Krzysztof Warlikowski - "(A)polônia" foi para mim um divisor de águas. Foi criada na época em que estávamos construindo o Nowy Teatr [Teatro Novo], que só agora, daqui a algumas semanas, abrirá em Varsóvia a sua sede numa garagem, devidamente adaptada, da cidade do entreguerras. Naquele tempo estávamos convencidos de que tudo iria acontecer muito rápido, que iríamos poder estrear "(A)polônia" no prédio que sobreviveu à Segunda Guerra Mundial.

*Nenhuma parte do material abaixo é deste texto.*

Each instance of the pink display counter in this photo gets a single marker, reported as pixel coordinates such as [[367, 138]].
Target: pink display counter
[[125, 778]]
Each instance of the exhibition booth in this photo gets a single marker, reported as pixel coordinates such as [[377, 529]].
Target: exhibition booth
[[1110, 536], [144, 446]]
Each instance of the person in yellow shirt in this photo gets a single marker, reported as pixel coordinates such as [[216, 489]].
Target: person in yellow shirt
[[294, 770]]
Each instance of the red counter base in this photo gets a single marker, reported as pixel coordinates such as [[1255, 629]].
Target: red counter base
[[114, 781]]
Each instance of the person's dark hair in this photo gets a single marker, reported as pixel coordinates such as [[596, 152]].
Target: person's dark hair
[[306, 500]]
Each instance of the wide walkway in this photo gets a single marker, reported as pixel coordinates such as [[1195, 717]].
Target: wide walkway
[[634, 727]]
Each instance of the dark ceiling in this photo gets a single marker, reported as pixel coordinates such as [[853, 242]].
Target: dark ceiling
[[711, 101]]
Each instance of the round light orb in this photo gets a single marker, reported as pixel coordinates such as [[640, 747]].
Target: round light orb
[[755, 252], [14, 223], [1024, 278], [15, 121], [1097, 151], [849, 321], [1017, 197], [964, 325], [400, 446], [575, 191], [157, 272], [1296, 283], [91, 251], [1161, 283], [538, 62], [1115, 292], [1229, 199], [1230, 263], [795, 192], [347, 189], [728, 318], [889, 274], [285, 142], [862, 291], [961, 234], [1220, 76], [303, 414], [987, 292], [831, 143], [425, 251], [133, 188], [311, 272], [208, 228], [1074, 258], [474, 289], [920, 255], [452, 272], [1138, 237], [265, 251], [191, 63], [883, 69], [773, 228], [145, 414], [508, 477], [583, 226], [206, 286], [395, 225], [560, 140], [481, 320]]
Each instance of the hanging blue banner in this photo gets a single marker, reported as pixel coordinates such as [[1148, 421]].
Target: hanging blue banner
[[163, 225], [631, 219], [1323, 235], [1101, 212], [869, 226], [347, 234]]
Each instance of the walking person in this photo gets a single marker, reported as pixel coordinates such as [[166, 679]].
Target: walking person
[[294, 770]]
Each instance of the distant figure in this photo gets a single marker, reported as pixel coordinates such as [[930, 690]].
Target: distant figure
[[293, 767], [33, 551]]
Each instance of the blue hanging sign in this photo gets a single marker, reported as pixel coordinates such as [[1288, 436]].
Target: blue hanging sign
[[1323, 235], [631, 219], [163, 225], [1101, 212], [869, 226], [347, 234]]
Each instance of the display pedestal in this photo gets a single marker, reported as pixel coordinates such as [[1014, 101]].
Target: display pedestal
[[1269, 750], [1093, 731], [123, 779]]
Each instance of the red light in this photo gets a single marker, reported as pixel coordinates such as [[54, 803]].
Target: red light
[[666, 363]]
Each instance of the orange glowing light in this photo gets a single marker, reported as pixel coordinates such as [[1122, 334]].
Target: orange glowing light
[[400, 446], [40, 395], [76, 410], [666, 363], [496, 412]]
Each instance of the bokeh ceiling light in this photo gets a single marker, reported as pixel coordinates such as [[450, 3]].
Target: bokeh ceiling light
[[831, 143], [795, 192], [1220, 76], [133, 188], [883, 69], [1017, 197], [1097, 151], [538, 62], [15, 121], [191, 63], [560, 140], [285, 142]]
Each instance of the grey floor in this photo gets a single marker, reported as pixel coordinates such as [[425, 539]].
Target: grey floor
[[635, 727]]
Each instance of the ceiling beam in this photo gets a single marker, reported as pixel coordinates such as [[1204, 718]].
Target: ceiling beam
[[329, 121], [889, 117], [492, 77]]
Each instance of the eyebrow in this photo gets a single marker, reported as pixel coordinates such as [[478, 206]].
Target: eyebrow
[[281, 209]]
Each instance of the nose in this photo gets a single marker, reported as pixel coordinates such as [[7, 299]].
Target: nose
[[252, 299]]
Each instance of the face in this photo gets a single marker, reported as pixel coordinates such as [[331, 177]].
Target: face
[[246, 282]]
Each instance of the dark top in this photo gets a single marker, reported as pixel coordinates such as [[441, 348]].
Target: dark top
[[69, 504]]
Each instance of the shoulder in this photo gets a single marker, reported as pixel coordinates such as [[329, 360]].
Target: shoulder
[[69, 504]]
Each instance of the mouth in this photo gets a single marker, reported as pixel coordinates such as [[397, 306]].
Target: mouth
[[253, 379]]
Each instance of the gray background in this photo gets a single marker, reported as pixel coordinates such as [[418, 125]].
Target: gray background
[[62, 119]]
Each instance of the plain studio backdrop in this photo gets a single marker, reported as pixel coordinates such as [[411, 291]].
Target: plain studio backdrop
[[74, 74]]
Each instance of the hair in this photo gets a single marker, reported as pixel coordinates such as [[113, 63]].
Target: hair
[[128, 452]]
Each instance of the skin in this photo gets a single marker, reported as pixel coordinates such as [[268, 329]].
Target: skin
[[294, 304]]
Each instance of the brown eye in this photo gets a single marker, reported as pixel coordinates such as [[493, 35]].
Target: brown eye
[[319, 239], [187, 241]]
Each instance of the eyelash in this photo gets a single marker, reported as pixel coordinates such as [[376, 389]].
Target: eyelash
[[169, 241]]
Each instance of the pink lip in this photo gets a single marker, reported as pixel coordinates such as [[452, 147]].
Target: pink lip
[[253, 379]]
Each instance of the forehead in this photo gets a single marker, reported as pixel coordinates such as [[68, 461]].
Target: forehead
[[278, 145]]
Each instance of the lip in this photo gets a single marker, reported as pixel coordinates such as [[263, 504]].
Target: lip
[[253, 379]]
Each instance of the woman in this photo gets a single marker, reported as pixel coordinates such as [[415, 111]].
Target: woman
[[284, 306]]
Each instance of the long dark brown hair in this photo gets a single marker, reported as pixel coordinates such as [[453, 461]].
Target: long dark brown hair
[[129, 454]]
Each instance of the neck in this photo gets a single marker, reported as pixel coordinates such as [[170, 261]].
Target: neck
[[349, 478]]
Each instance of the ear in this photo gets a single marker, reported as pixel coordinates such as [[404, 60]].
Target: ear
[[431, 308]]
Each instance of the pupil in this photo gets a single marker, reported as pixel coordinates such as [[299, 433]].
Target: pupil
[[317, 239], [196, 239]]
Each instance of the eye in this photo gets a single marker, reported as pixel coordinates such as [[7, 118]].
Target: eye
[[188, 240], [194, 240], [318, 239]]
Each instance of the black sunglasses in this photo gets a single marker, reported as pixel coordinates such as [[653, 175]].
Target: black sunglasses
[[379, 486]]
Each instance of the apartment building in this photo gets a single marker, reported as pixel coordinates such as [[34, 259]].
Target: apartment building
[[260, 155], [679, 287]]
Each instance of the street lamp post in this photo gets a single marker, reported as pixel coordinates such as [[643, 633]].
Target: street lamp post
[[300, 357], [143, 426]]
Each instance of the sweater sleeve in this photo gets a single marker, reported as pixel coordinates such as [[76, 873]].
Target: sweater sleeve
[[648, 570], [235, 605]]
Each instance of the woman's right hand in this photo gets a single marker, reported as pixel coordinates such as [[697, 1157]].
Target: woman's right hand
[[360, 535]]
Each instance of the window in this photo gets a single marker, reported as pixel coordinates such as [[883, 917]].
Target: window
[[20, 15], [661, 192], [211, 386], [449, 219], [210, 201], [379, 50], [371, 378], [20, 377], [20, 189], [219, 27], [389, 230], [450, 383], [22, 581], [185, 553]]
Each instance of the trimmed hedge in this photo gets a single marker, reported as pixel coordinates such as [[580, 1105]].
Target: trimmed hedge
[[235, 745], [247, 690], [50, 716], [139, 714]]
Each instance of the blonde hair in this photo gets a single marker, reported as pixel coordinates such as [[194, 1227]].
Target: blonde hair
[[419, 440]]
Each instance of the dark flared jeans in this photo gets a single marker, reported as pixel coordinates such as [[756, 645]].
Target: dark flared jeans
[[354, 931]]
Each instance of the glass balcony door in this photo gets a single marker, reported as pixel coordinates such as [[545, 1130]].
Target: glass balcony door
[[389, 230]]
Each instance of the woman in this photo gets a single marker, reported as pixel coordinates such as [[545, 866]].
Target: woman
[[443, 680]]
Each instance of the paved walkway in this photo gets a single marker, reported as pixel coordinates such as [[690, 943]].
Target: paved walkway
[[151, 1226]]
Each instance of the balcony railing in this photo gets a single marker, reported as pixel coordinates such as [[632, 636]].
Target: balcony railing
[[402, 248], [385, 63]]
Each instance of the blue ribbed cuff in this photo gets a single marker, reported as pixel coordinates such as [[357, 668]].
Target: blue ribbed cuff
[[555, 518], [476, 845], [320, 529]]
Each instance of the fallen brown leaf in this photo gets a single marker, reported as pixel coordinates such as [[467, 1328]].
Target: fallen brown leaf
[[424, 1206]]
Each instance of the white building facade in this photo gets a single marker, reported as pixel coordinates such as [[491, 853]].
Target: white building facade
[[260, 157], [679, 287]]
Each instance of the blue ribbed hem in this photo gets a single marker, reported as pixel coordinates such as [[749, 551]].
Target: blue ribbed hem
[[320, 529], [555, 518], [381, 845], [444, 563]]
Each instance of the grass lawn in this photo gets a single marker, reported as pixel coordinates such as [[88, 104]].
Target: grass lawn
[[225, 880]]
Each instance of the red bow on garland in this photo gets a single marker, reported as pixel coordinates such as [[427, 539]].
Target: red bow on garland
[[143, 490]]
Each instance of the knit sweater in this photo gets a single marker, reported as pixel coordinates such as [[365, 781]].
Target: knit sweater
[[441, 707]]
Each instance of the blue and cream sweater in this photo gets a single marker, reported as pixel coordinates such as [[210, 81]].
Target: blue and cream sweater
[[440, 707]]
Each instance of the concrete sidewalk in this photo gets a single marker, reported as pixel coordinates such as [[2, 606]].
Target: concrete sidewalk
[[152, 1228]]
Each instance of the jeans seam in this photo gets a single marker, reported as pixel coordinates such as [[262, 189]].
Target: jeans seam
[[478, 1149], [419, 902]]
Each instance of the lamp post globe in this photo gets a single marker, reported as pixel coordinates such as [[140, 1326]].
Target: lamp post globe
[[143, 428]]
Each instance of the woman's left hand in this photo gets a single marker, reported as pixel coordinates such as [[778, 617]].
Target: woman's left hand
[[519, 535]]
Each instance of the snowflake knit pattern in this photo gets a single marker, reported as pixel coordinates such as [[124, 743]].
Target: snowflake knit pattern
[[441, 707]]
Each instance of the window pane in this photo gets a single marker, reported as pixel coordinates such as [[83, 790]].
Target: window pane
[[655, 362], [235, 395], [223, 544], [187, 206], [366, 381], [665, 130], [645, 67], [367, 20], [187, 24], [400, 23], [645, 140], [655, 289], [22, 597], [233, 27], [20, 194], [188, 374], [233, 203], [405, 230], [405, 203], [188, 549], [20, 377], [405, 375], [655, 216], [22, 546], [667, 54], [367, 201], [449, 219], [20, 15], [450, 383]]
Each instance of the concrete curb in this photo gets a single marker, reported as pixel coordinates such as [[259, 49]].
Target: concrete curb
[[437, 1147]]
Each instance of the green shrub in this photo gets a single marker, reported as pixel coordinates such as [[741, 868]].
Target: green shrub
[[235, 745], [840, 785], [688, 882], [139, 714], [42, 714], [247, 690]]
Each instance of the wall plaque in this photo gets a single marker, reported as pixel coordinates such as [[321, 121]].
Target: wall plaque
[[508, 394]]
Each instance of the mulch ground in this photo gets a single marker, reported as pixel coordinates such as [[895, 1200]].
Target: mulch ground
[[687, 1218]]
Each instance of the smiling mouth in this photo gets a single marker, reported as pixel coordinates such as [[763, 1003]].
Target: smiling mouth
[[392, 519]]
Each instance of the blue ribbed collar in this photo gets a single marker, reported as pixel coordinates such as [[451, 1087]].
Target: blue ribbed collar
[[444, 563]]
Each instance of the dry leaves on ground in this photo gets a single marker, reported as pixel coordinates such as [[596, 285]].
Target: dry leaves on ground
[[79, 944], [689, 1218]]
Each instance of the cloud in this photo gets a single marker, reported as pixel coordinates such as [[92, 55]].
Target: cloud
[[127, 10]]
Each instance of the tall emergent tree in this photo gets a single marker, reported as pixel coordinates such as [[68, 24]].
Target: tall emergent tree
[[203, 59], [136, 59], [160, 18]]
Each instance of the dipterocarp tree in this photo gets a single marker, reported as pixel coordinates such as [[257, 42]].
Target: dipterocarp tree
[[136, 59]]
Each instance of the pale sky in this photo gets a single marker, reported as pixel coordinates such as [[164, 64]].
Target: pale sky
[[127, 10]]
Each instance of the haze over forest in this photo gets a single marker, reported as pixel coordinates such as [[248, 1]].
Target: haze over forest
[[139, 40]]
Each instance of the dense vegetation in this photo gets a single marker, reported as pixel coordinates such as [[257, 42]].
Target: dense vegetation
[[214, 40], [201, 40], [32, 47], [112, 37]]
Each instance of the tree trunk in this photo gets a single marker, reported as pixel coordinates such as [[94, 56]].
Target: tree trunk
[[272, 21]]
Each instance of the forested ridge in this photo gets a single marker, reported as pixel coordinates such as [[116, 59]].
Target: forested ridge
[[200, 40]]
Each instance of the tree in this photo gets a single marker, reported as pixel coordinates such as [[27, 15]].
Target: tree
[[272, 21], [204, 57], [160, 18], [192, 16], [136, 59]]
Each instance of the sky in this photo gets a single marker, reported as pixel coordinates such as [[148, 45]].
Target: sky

Queria começar as atividades nesse lugar a partir de uma conversa séria com o público sobre aquilo que aconteceu na Polônia, em Varsóvia, durante a Segunda Guerra. Uma conversa que deveria ter acontecido logo depois do fim da guerra, mas não aconteceu porque depois da guerra se instalou na Polônia o comunismo, que falsificava a história. E depois de 1989 estávamos tão absorvidos pelo novo que não conseguimos acertar as contas com o nosso passado.

Queria também que essa conversa tivesse um caráter leve, para que as pessoas que quisessem participar dela não se sentissem obrigadas, por essa razão a peça é construída com base num show.

Em que ela expõe a sua visão da história da Polônia e da Europa?

Eu sentia que essa conversa não podia ser conduzida com o apoio de um único texto literário. Por isso comecei a procurar em diferentes fontes, nas tragédias gregas e nos textos contemporâneos, numa sensação de uma total liberdade de criação, de abertura do processo, na possibilidade de provocar um choque de textos que reciprocamente se abriam e se iluminavam. Nasceu uma imagem da história humana formada como uma interminável procissão de carrascos e vítimas.

O início foi dado pelo sacrifício de Ifigênia colocada no altar da pátria, e o fim, pela história de Apolonia Machczynska, mulher que morreu salvando os judeus, uma personagem histórica cuja trajetória foi descrita pela [escritora polonesa] Hanna Krall. Começou assim a conversa sobre o sentido e sobre a possibilidade disso que é impossível, ou seja, o sacrifício da vida.

Esse tema na Polônia católica é um dos que não se discutem e nem se contrariam.

O senhor já afirmou que usa a prosa de Kafka, Proust, Coetzee como guias para os seus espetáculos. O que eles profetizam –e o sr. apresenta em suas peças– como declínio dos deuses europeus?

Não estou criando uma nova teogonia nem mitologia. Estou acertando contas com uma experiência histórica que além de tudo não foi a minha experiência. Como se eu carregasse em mim um dibuk [espírito maligno e possuidor, no folclore judaico] do passado, da guerra, do extermínio.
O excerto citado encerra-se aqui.